Début décembre 2017, Facebook a discrètement lancé sur le marché américain Messenger Kids, une version simplifiée de sa messagerie instantanée Facebook Messenger pour cibler les enfants de moins de 13 ans. L’app n’était initialement disponible que sur les appareils Apple et Amazon. La version Android vient d’être publiée aux Etats-Unis, ce qui présage d’un déploiement mondial dans les mois à venir.

Dire que Messenger Kids est controversé serait un euphémisme

Bien que Facebook prétende que l’app a été développée “en écoutant les parents et les experts”, un article de Wired précise que plus de la moitié de ces experts étaient financés par Facebook, et que des organismes indépendants de référence et très respectés dans le domaine comme Common Sense Media n’ont pas été consultés

En janvier, un collectif de défenseurs de l’enfance, réunissant des spécialistes de l’enfance, des éducateurs, des thérapeuthes et des associations (dont Common Sense Media), ont adressé une lettre ouverte à Mark Zuckerberg, le fondateur de Facebook, pour lui demander de retirer Messenger Kids. Sans résultat.

Messenger Kids effraie tant les éducateurs que la revue MIT Technology Review, une référence dans le monde du digital, considère que les parents devraient éviter Messenger Kids à tout prix et s’enfuir en courant !

Les critiques se trompent de combat

La question n’est pas tellement de savoir si oui ou non Messenger Kids nuira à la santé mentale et au développement des enfants en augmentant le temps qu’ils passent devant les écrans et en encourageant des comportement addictifs. Cela sera certainement le cas, mais il est difficile de dire aujourd’hui jusqu’à quel point.

Nous pensons que la vraie question tourne autour de la constitution d’un monopole de fait de Facebook sur les réseaux sociaux pour les enfants. Si cela devait se réaliser (et la probabilité que cela arrive est importante), cela aurait des conséquences toxiques sur la société dans son ensemble.

Facebook ne reculera pas sur Messenger Kids. En fait Facebook ne répond que du bout des lèvres aux critiques qui lui sont adressées. Et le géant des réseaux sociaux n’a pas besoin de dire quoi que ce soit pour réussir. Il lui suffit de cibler tranquillement (mais inlassablement) les comptes des plus de 1 milliards de parents qui utilisent Facebook chaque jour. Un jour ou l’autre, ils adopteront Messenger Kids.

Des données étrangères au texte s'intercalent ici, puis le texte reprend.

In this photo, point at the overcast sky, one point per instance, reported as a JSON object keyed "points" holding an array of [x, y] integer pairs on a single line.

Une fois qu’une masse critique sera atteinte (environ 15% des enfants), les enfants qui ne seront pas inscrits sur Messenger Kids commenceront à être “déconnectés” de leurs pairs, à un âge (entre 5 et 10 ans) où le besoin d’intégration au groupe est le plus fort. Cela augmentera considérablement leur désir de rejoindre Messenger Kids et la pression sur leurs parents pour inscrire leurs enfants.

Cela créera une boucle fermée de recrutement avec une barrière à l’entrée infranchissable pour les concurrents. En effet, autant les adultes sont en général inscrits et actifs sur plusieurs réseaux sociaux, autant les parents préféreront se simplifier la vie en n’inscrivant leurs enfants que sur un réseau.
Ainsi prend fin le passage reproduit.